With the recent changes of schools being more virtual, parents have to face the challenges of kids being distant from peers their own age. As a parent, you are probably wondering how might this affect my child’s development. Developmentally, children that are preschool age and up to teen years are learning through social contexts how to manage their emotions and how to interact with peers. Some developmental milestones can be seen in several stages.

Toddlers and Preschoolers At this stage, toddlers are having tantrums to communicate their wants and needs. By age 3-4 years old, they are initiating pretend play but have difficulties with being flexible with routines. For special needs children, specially those with autism, this can be seen in later years of life if not taught self-regulation skills and coping skills early. Positive Parenting Tips:

  • At this age, you want to develop a routine that your child can follow in the home. It can be as simple as having the same activities planned out to do every day. Add some pictures to place on a refrigerator door or on a blank wall. Have your child point to the pictures corresponding to the activity. Then… voila! It is very likely that you will see your child get used to seeing the same picture-activity and will be ready to engage in that activity in the future. There is a feeling of safety to knowing when things happen next.
  • Expectations, Expectations, Expectations. Tell your child what activities you are going to do BEFORE you start an activity. This can alleviate a lot of problem behaviors.
  • For children that are nonverbal, teach your child to communicate their wants and needs by teaching them to point or reach for you to grab things. PECs ( Picture Exchange System) and photos of preferred foods and items can really help teach your nonverbal kiddo to communicate. This helps to reduce major tantrums and meltdowns when their needs and wants go unmet. In my next article, I will give a step-by step guide on how to get your nonverbal child to communicate with PECs.
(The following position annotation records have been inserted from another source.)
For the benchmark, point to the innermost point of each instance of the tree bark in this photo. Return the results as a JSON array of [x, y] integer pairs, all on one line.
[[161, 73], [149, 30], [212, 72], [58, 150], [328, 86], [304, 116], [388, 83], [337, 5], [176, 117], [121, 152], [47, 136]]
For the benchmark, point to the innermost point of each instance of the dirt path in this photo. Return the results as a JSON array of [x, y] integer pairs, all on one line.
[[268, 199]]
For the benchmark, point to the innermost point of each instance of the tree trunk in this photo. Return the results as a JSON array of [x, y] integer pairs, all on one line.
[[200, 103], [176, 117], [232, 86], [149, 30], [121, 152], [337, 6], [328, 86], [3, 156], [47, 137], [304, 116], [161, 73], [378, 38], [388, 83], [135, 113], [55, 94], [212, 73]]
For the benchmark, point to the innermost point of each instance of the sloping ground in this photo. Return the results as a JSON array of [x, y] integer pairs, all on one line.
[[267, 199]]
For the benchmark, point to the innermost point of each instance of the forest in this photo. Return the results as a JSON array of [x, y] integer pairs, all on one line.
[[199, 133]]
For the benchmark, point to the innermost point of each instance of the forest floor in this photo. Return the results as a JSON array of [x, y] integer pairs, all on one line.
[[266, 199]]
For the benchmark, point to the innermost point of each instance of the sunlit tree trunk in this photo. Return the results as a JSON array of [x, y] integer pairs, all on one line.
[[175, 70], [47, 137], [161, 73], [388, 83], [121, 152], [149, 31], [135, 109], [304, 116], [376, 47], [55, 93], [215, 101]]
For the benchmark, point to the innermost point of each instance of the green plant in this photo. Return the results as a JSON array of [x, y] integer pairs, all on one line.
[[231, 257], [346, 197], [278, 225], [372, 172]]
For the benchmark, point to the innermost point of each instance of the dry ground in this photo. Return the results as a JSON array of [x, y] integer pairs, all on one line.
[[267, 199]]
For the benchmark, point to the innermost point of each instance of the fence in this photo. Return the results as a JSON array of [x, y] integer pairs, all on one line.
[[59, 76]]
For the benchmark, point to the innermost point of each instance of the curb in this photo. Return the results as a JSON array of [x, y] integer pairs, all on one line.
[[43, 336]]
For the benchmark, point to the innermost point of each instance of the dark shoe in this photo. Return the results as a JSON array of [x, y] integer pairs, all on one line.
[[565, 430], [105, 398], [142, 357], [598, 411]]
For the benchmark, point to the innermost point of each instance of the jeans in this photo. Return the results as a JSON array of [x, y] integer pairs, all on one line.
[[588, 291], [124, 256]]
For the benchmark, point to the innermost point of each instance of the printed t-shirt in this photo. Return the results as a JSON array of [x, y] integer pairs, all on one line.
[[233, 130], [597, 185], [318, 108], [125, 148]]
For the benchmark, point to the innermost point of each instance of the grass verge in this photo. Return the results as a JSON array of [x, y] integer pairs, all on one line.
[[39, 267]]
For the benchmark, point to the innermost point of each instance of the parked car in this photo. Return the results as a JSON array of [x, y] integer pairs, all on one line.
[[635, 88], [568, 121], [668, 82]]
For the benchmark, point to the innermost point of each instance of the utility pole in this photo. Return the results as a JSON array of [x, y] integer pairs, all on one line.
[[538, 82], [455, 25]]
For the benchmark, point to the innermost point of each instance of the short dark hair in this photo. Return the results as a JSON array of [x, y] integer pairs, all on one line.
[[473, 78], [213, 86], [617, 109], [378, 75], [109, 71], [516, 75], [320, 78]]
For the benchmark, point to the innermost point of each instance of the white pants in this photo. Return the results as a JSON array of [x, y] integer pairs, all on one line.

Elementary Age Children between the ages of 5- 12 begin to have more conversations with their peers. They learn to identify emotions, empathy, and how to develop their own identity. Positive Parenting Tips:

  • Talk with your child about topics that interest them. Children are more likely to discuss things that they like to normally talk about. If your child talks ad nauseam about their favorite tv show, then ask questions centered around that topic.
  • Model important social behavior such as eye contact and how to look for nonverbal cues to change a topic. Social interactions at this age can be very pivotal as children learn to share their experiences and adapt to different topics initiated by their peers.
  • Coping with your stress in healthy ways is very important.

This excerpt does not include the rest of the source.